Bu kadarla da kalmayıp, birkaç şehir ismi vererek bu numaralara ait sinyallerin uydu üzerinden alındığını ve takip edildiğini, kendi güvenliği için kurbandan bir an önce bilgileri vermesini de istiyor.
İçine şüphe düşüp, gerçekten Emniyet mensubu olup olmadığını soranlar için ise yanıtları çoktan hazır. Gizli istihbarat servisinden, bilmem kaç sicil numarasına sahip filanca isimli görevli olduğunu bir çırpıda anlatıyor. Hatta bir mobil telefon numarası da veriyor.
ARANAN KURBANLARIN YARISI OLTAYA TAKILIYOR
İşte bu tuzağa düşüp, dolandırıcının istediği bilgileri verenler yandı. Zira o bilgilerle kurbanın banka hesabı boşalmaya, adına alış veriş yapılmaya çoktan başlanıyor. Hatta telefon alımı, kredi kullanımı gibi başvurular için zemin ise hazır hale getiriliyor.

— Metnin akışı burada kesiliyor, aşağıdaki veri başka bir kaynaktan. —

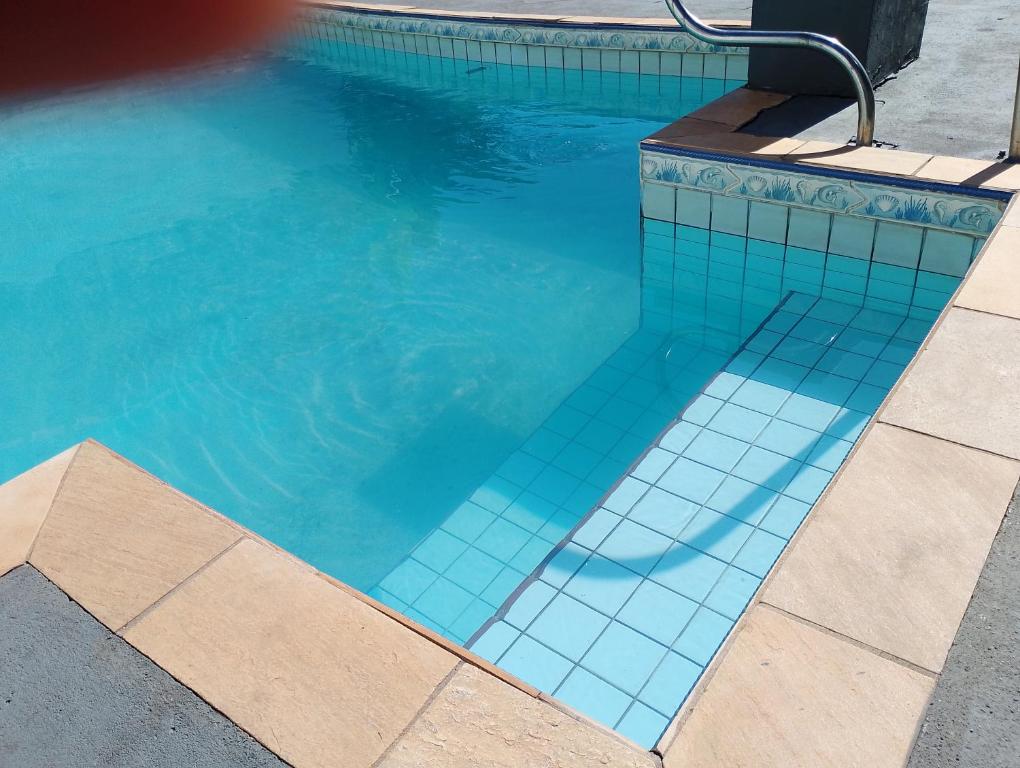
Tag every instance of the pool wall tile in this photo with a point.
(593, 45)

Peki, bu durumda yapacağınız ilk şey ne olmalı? Böyle bir telefon aldığınızda
"155 Polis İmdat" telefonunu aramak, ya da en yakın karakola gidip bilgi vermek.
Bakın
Ankara Emniyeti Dolandırıcılık Masası yetkilileri ne diyor;
"Her gün onlarca kişinin bu şeklide arandığını biliyoruz. Kimi, dolandırıcılara kanıp kimlik bilgilerini veriyor, soyulduğunu anladığı an bize başvuruyor. Kimi de telefonla arayan kişiye inanmayıp doğrudan bize ulaşıyor. Maalesef arananların yarısı kanıp, bilgilerini vererek mağdur duruma düşüyor."

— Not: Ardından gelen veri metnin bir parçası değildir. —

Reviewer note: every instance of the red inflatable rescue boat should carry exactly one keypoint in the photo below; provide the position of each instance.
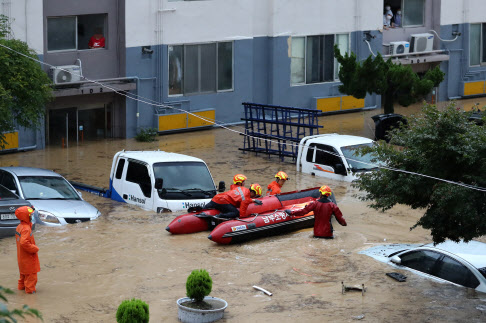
(261, 225)
(197, 222)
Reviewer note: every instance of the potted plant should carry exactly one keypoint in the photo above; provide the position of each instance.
(132, 311)
(198, 306)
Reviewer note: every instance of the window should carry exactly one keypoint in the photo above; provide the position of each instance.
(413, 11)
(201, 68)
(477, 44)
(138, 173)
(326, 155)
(76, 32)
(312, 58)
(423, 260)
(46, 188)
(8, 181)
(453, 271)
(119, 169)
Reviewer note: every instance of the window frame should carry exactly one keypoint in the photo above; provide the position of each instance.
(105, 32)
(403, 15)
(146, 191)
(481, 44)
(472, 279)
(335, 71)
(76, 35)
(217, 90)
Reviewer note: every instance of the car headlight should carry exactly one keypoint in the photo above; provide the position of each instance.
(48, 217)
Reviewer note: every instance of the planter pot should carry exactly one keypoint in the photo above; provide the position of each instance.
(192, 315)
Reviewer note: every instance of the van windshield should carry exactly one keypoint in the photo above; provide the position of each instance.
(188, 179)
(358, 163)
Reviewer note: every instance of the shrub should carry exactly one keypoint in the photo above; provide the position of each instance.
(146, 134)
(7, 315)
(198, 285)
(132, 311)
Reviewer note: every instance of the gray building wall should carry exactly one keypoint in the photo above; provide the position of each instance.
(261, 75)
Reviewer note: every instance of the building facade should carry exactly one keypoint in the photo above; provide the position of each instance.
(164, 58)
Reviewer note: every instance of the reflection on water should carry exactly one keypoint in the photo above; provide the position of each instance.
(89, 268)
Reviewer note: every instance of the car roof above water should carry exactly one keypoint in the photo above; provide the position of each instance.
(339, 140)
(157, 156)
(473, 252)
(30, 171)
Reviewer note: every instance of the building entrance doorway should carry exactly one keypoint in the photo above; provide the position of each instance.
(72, 126)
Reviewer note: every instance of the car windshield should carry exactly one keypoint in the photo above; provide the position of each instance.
(5, 194)
(184, 176)
(357, 162)
(482, 271)
(47, 188)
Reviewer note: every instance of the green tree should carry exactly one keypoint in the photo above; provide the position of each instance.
(441, 144)
(11, 316)
(198, 285)
(394, 82)
(25, 88)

KIZ ARKADAŞIMLA BULUŞACAĞIM PARAM YOK DERSE İNANMAYIN!
Gelelim ikinci dolandırıcılık vakasına... Dev alışveriş merkezlerinin otoparkında arabasıyla dolaşan temiz yüzlü bazı gençler, havalimanın gümrüksüz mağazalarından birinde çalıştığını, elinde fotoğraf makinesi, video kamera gibi elektronik eşyalar ile parfümler olduğunu belirtip, çok ucuz fiyata satabileceğini söylüyor. Akşam kız arkadaşıyla buluşacağı için nakit paraya ihtiyacı olduğunu, o yüzden çok ucuza verdiğini vurgulamaktan da geri kalmıyor. Piyasada 700 Euro’ya satılan video kamerasını 100 Euro’ya, 150 Euro’luk parfümü ise 60 Euro’dan satabileceğini belirtirken, pazarlık marjı da bırakıyor.

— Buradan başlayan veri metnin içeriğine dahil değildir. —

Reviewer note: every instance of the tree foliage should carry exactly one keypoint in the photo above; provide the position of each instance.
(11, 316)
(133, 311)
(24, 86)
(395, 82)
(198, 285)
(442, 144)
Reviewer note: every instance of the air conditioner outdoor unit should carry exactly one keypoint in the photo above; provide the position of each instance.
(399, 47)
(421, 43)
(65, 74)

İşte bu aşamada ucuz mal kapma sevdasına kapılanlar mağdurlar listesine adını yazdırıyor. Zira 100 Euro, yaklaşık 200 YTL verdiği kamera aslında taklit mal pazarlarında 20 YTL’ye satılan Çin malı oyuncaktan farksız bir ürün. Parfümler ise ambalajı taklit edilen sahte ürünler. Yine bu taklit mal pazarlarında fiyatı 10 YTL’yi geçmiyor. Yani 120 YTL’ye aldığı parfüm için 110 YTL fazla ödemesi bir kenara, kullanımı bile sakıncalı lüzumsuz bir ürünün sahibi oluyor.
DOLANDIRICI SIVIŞIRKEN MAĞDUR KOKU TESTİ YAPIYORDU
Geçenlerde bu sahtekárlardan biriyle Eskişehir yolu üzerindeki bir alışveriş merkezinin otoparkında burun buruna geldim. Beyaz Opel marka arabasıyla kurbanının yanına yaklaşıp, koltuğun üzerine yaydığı malları satmaya çalışıyordu. Taktik ise aynıydı.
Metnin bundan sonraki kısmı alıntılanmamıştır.